しかし、ヘッドライトからポジションランプ? とつながるフロントマスクや中央部が下がったルーフ形状、2ドア車のように見える小さなリアドアやボリューム感に溢れる点、前半がレッド、後半がブラックとなるボディカラーなど、実にアグレッシブである。
ただ、アイゴXプロローグにも歴代アイゴに共通するガラスのみで成形されたバッグドアが継承されている点など、次期型にアイゴXプロローグのイメージがどのくらい盛り込まれるかには注目したいところだ。
■シンプルかつリーズナブル! 欧州トヨタ最小車「アイゴ」
シンプル&ローコストに注力した初代アイゴ
アイゴは、日本車ではトヨタ パッソ&ダイハツ ブーン、日産 マーチ、三菱 ミラージュ、欧州車ではVW UP!やフィアット パンダに相当するモデルとして2005年に初代モデルが登場。
「Aセグメントカーが必要」という思惑が一致したプジョー・シトロエンと合弁で設立され、チェコ共和国に工場を持つTCPA(トヨタ・シトロエン・プジョー・オートモービル)で生産されるモデルで、トヨタ主導で開発された。
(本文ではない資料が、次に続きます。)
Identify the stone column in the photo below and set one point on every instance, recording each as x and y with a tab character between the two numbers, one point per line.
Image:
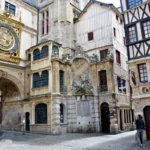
96	114
122	118
55	77
56	115
32	114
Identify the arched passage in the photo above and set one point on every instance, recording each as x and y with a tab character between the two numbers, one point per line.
105	118
147	121
10	108
27	121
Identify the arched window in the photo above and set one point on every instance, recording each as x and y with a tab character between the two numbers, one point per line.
62	113
36	80
44	78
103	81
41	114
44	52
36	54
61	81
55	50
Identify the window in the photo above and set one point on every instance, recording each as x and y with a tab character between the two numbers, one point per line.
124	40
36	80
103	81
44	52
55	50
29	56
40	81
103	54
45	22
114	32
43	1
41	114
36	54
132	35
118	60
90	36
61	80
11	8
133	3
39	55
120	21
146	29
62	111
123	82
143	72
121	85
116	17
44	78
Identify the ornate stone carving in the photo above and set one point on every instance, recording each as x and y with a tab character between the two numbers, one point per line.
80	53
83	85
110	54
93	58
146	89
3	73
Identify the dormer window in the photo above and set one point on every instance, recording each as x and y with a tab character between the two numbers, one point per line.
133	3
90	36
10	7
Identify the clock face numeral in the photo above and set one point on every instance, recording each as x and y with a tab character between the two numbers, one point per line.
7	39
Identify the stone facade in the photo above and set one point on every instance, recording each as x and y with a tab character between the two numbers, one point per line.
55	87
136	16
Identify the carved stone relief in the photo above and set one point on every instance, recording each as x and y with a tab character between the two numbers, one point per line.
81	83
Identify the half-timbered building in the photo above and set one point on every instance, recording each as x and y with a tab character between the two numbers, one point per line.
136	15
63	69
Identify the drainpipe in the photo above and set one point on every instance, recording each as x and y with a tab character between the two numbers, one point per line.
37	40
130	97
51	90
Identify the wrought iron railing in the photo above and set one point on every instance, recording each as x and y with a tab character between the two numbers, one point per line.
102	88
63	89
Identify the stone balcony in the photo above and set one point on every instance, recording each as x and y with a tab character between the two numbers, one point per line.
141	90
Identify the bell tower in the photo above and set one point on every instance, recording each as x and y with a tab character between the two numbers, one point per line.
83	3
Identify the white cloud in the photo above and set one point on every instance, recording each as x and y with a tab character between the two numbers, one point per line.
115	2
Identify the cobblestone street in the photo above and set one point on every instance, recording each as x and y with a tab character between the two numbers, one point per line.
17	141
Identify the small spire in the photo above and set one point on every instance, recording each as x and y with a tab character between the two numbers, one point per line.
20	17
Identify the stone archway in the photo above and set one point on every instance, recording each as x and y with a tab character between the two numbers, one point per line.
10	106
105	118
147	121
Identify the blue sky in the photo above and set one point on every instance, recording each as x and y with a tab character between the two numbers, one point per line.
115	2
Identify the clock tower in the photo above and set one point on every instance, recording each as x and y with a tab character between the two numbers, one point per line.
10	33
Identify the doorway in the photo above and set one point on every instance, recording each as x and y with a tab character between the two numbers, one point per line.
105	117
1	100
27	122
147	121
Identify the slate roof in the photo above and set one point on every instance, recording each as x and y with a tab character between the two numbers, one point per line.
31	3
101	3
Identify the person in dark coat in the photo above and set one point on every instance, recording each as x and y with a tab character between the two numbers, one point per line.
140	126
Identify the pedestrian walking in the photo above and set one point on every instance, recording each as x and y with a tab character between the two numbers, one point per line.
140	126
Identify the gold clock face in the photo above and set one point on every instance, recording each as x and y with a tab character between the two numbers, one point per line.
7	39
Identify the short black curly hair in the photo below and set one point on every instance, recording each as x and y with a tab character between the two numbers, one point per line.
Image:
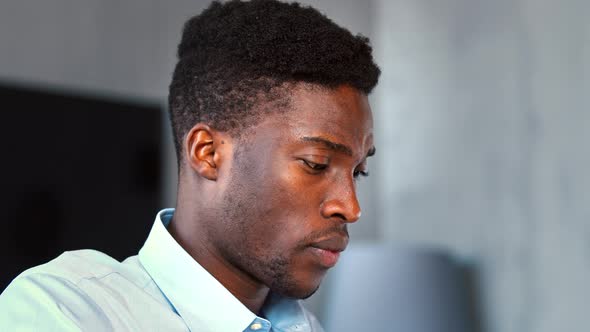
237	55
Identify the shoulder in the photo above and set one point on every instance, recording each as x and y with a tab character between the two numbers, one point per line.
67	291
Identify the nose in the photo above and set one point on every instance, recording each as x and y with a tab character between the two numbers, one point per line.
341	202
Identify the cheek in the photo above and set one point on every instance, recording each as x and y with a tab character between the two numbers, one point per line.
287	212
初代アイゴは、現行のパッソ&ブーンとも関係のあるプラットホームを使った3ドアと5ドアを設定するAセグメントカーで、ガラスのみで成形されたバックドアやリアウィンドウは上下に開かず、パッチンと開くポップアップタイプとなることなど、とにかくシンプルでコスト低減に注力したモデルであった。
ボディサイズは全長3415mm×全幅1615mm×全高1465mm、ホイールベース2340mmと全幅はそれなりにあるが、全長は軽自動車とほぼ変わらないイメージだ。
少しクセのある外装となった2代目アイゴ
エンジンは、パッソ&ブーンやヴィッツ、ヤリスにも搭載される1L・3気筒NAと初代プロボックスに搭載された1.4Lディーゼルターボ(後者は2012年のマイナーチェンジで廃止)の2つで、トランスミッションはそれぞれに5速MTとMTを自動化した5速AMTが組み合わされていた。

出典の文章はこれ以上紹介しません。